Die Fahrt zu Lou: Ich rieche nach meinem eigenen Erbrochenen und komme mir so zerfleddert vor, wie ein alter, stinkender Putzlumpen. Gleichzeitig spüre ich die warmen Gedanken von Lou neben mir. Im Radio läuft „It’s my life“. - Die Dunkelheit, die uns umschließt wie ein schützender Mantel, als wir endlich Lous Haus erreichen. - Das harmlose Gezirpe der Grillen in der duftenden, warmen Nacht, das mich an Port Grimaud erinnert und an die unbeschwerten Tage dort, bevor so viel Schreckliches passiert ist.
„So, deine Sachen sind in der Waschmaschine“, sagt Lou als sie hereinkommt.
„Danke“, bringe ich mit leiser Stimme heraus. Über Marisas flauschigen rosa Bademantel habe ich mir noch eine dicke Decke gezogen. Meine Haare sind feucht von der heißen Dusche. Mit angezogenen Knien sitze ich auf dem Boden an die Couch gelehnt. In die Decke gekuschelt schaue ich wie hypnotisiert auf die Flammen im Kamin.
Ich sitze in Lous Wohnzimmer und versuche, die Bilder der Nacht loszuwerden. Meine Füße stecken in dicken Socken, aber ich werde nicht warm. Immer wieder überlaufen mich eisige Schauer, die mir eine Gänsehaut über den ganzen Körper jagen.
Lou reicht mir einen Becher Tee und setzt sich zu mir auf den Boden.
Das ganze wirkt so alltäglich, so schön, dass ich fast schon versucht bin, hysterisch aufzulachen. Woher nimmt sie die Kraft, so zu handeln, so - normal? Ich muss den Becher, den sie mir reicht, mit beiden Händen entgegen nehmen, um nichts zu verschütten, so sehr zittern meine Hände, so sehr bebt mein ganzer Körper.
Aufmerksam schaut Lou mich an. „Frierst du immer noch?“
Ich presse die Zähne aufeinander, um ein Klappern zu verhindern und nicke stumm. Mein ganzer Körper steht unter einer solchen Anspannung, dass sich kein einziger Muskel entkrampfen will.
„Das ist kein wirkliches Frieren“, stellt Lou fest. „Das ist der ganze Druck, die ganze Anspannung, die jetzt bei dir rauskommt. Trink mal was von dem Tee. Ich hab dir ein bisschen Wodka dazu gekippt, das soll bei euch ja helfen.“
Erstaunt schaue ich sie an.
„Nun guck nicht so, der ist nicht von mir, den hat Alicia hier gelassen – damals. Sie brauchte so was immer, vielleicht konnte sie mich anders nicht aushalten.“ Lou dreht den Kopf zur Seite und seufzt leise. Ich lege ihr kurz meine Hand auf den Arm. Schweigend sitzen wir dicht nebeneinander, schauen ins Feuer und trinken unseren Tee.

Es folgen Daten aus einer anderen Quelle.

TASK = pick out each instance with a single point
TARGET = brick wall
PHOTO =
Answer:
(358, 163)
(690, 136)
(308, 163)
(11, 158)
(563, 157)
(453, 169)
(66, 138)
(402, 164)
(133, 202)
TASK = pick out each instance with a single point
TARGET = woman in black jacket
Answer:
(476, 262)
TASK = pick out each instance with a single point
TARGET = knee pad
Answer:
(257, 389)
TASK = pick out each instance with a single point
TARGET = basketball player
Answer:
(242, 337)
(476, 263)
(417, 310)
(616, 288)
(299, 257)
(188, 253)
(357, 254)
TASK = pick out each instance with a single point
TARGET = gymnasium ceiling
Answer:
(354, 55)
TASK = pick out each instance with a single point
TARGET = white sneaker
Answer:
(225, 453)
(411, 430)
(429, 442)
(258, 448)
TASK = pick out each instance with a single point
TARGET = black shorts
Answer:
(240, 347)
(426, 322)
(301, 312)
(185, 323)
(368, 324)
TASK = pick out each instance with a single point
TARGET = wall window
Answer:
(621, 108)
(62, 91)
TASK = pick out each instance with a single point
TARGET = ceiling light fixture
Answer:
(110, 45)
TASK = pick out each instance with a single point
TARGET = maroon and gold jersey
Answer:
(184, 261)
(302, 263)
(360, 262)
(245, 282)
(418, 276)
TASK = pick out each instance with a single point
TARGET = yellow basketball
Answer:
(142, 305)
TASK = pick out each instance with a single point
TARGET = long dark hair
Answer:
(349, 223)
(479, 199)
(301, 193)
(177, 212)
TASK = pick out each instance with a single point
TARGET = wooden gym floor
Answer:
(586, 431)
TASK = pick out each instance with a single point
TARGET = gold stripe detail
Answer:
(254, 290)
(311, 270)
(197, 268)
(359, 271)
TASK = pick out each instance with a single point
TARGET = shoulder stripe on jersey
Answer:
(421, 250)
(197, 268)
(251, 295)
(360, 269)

Merkwürdig, wie sich bestimmte Situationen wiederholen: Noch nicht mal ein halbes Jahr ist es her, da saß ich auch vor einem Kaminfeuer, eine Tasse Tee mit Rum in der Hand und Bea neben mir. Wir hockten im Wohnzimmer von Tante Claire und hatten keine Ahnung, was für unheimliche Erlebnisse uns in Saint Malo erwarten sollten.
Nun sitzt Lou neben mir. Wir beide haben die wohl schlimmste Nacht unseres Lebens hinter uns.